Socialism is a bit like asking somebody to breathe
carbon monoxide. In fact, it’s exactly like
asking somebody to breathe carbon monoxide.
It is Fated
by Sarah A. Hoyt
https://accordingtohoyt.com
Special to L. Neil Smith’s The Libertarian Enterprise
For various reasons, but mostly because it’s now saleable and I have tens of thousands of words in unfinished stories, I went grubbing about in the old Austen fanfic sites for my stuff. (Remembering the names I used was harder.)
Most of what I found is going to need serious revision. There’s also the book that is missing most of the middle, because I had a note at the beginning and a thing about not archiving the note. An inexperienced archivist thought that meant “Do not archive the post.” Don’t go there.
What is interesting is finding things I don’t have the slightest memory of writing (we’re talking 15 years ago.) It’s my style, and once I look at it a faint memory-like thing comes back, but I don’t remember what must be months of a chapter a week. This disturbs me, because it’s like losing part of yourself. Also, am I going nuts? Or was it just “young mother with young kids, writing late at night?”
But more interesting is reading some of these and coming across things that could be lifted whole from my later “serious” books.
It makes one feel uncomfortably like one is an instrument designed to deliver a certain type of message, which is going to come out no matter what the medium.
Which gets us back to the whole “was I designed to be a writer.” This is perhaps more important to me right now because for various reasons, some of them physical, I’m having trouble concentrating even to type in/edit stuff much less write.
Which gets us back to the whole fate thing.
I grew up with “fate” as part of my mental picture. Unquestioned part. I was rocked to sleep to songs of people being destined to have some fate or other. It was probably the hardest thing to let go of when I acculturated, precisely because it was unquestioned. Also because frankly most artists have a broken part of their brain that says “I’m meant to be yuge!” [looks at pants size. Job accomplished.]

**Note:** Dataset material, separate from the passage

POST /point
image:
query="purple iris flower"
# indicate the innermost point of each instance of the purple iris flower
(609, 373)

But if Himself is anything as an author it’s a pantser. Sure. We have the potential to be something, and maybe there’s some message He wants to get out, but in the end what makes you or breaks you is the decisions you make/plot you live in (and weirdly a lot of this is determined by what’s in your head.)
He probably has some dozen people designed to put out the same message I do. And some of them chose never to write. And I‘m not even fully sure what the “message” is as it’s woven into who I am.

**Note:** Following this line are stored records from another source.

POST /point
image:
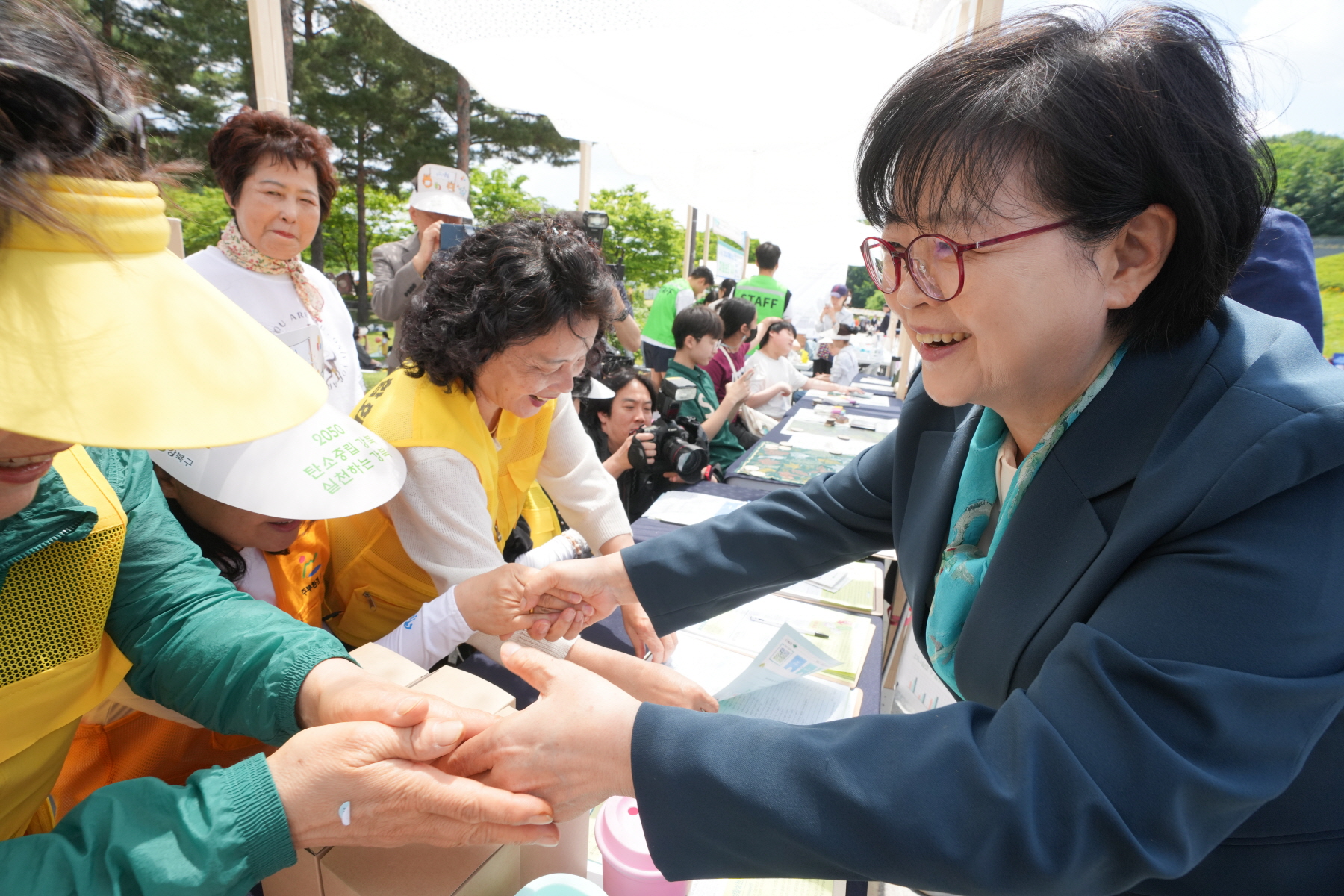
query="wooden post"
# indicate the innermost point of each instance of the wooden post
(464, 124)
(988, 13)
(268, 37)
(585, 175)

It comes back to two things: the moment I was in the hospital, trying to die of pneumonia (now 22 years in the past) where what weighed most on me was the children I wouldn’t get to raise (they were 5 and 1 and change then) and the books I’d never written and which would die with me. And the persistent wish I could go back in time and tell that young mother that yes, she’d get published. Multiple times. Make a living even.
But if I’d done that, would I have fought so hard to get published? Would I in fact have got published?
Sometimes, posting at insty late at night, I wonder at the weird trajectory of the little Portuguese girl, in a village of no importance, for whom dishwashers were imaginary, bathrooms inside were a luxury, and a six pack of colored pencils was THE most wonderful birthday gift ever getting the keys to a big site and giving her opinions to people who, had they seen her at that time would have looked at her as a touristic curiosity.
Is this a likely trajectory? Is it even possible? It has to be possible, because it happened to me. But what fiction novelist could make this believable.
And if there were fate what mind would weave that one?
It makes no sense.
There is no scripted fate. Or if there is, it is not written in stone.
We’re all arrows fired by a blindfolded archer, in search of a unique target. Sometimes you have to make your own target.
It’s very easy to extrapolate from trends, both our trends and those of the nation and the world. It’s also very easy to be completely wrong.
All those novelists in the forties and fifties writing of an overpopulated Earth weren’t cranks. They were writing on extrapolation from the trends of their day.
Don’t be fooled by “perfectly logical” speculation.
The future is unwritten. You (or the world, or the country) aren’t done till the count is finished, and the count is nowhere near finished. The fat lady ain’t sung. (And be glad, I can clear rooms with my singing.)
I hate “today is the first day of the rest of your life” as I hate most hippie slogans, because the answer should be “duh” or “It can also be the last.”
But it is still nonetheless true. Nothing is scripted. Sure, the past is prologue, but if you want you can defeat even the most persistent bad habit, the most awful “trend of bad luck.” Analyze, change, create.
Do you want your story to be one of those that ends on a down note, of despair and inability. O do you want it to be human wave “and he overcame all this to–”
The future is not formed yet. Go create it.